祖父母に教育費を負担してもらったら税金はかかるの?

税金/相続

ワクワク家 兄夫婦の会話

お父さんが子どもたちの教育費を援助してくれるって。

それは助かるわよね。これから塾や予備校もかかるだろうし、進学先によってはどれだけかかるか不安だったから。

子どもたちにはやりたいことをさせてあげろって。

でもお金をもらうってことは贈与税がかかるのかしら?

 

子どもの教育費に頭を悩ます親は多いものです。できれば公立で、と思いつつも、頑張ったのに思い通りの結果にならないこともあります。そんな時、祖父母からの経済的援助があると助かりますが、教育費の贈与には税金がかかるのでは、と心配されるケースも見られます。実際、祖父母からの教育費贈与を受けたいと考えた場合、税金はどの程度かかってしまうのでしょうか。祖父母から教育費贈与が受けられる場合、税金がいくらかかるのか解説していきます。

 

1年間に「110万円」以下であれば、税金はかからない

 

「あげる」に対して「もらう」というお互いの意思表示により「贈与」が成立します。「贈与税」は、個人から贈与により財産を取得したときにかかる税金です。

 

ただし、贈与税の計算において、基礎控除として「110万円」を控除することができます。つまり、110万円までならば、贈与税は「0円」となります。申告の必要もありません。

 

贈与税は、1月1日から12月31日までの1年間での贈与に対して課税されるため、毎年の贈与額が110万円以下ならば、非課税が継続することになります。こうしたしくみを活用した贈与を「暦年贈与」といいます。

 

注意すべきは、贈与税は、贈与した人でなく、贈与された人が申告・納税するという点です。
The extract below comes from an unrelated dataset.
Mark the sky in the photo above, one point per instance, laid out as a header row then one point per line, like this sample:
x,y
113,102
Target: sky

もし、おじいちゃんから100万円、おばあちゃんから100万円を同時に受け取った場合には、合計200万円となり、基礎控除110万円を差し引いて、90万円に対して、贈与税が発生します。翌年2月1日から3月15日の間に申告と納税をする必要があります。

 

扶養義務者からの生活費や教育費には、税金はかからない

 

「扶養義務者」というと堅苦しくなりますが、祖父母が子や孫のために、生活費や教育費を援助することは、「通常必要と認められる」範囲内で贈与税の課税対象とはなりません。

 

祖父母が、教育費のほか生活に必要な生活費を都度ごとにあげる場合を「都度贈与」と言います。

 

具体的に「いくらまで」という限度額はありませんが、あくまで社会通念上適当と認められる範囲とされています。

 

いずれにしても、せっかくの祖父母の思いを無駄にしないよう、また、親族間のトラブルやあらぬ脱税の疑いをもたれぬよう、何のお金か、何に使ったのか説明できるよう領収書なども保管しておきたいものです。

 

期間限定で最大1,500万円まで非課税になる場合もある

 

「教育資金の一括贈与に係る贈与税非課税措置」を利用した場合、祖父母1人から最大1,500万円まで贈与されても非課税になります。この制度は、2023年3月末までとされてきた期限が3年延長する方針が発表されています。(2022年12月時点)

 

学校での教育費のほか、寮や交通費、習い事まで含まれます。さらに、適用になる年齢も30歳未満と幅広いため、大学生や大学院への進学費用を援助してもらうことも可能です。

 

ただし、祖父母が信託銀行などに専用口座を開設し、領収証を提出することで口座からの引き出しが可能になるなど、契約書類の作成や使い勝手という点でハードルは高いと言えます。なお、祖父母の相続が発生した場合には、残額に対して相続税(法定相続人でない孫の場合2割加算)の対象となり、30歳になるまでに使い切らなければ贈与税が課税されるため注意が必要です。

 

まとめ

 

祖父母から教育費用の援助が得られるならば、経済的理由で諦めることなく心強いでしょう。「暦年贈与」「都度贈与」「特例の活用」など税制面の基礎控除や制度を上手に活用することで、税負担なく教育費の援助をうけることができます。

 

とはいえ、かわいい孫のために援助したい祖父母の思いは、税制面のメリットだけで決められるものではありません。お互いに後になって後悔のないよう自分たちにとって適切な方法を話し合いたいものです。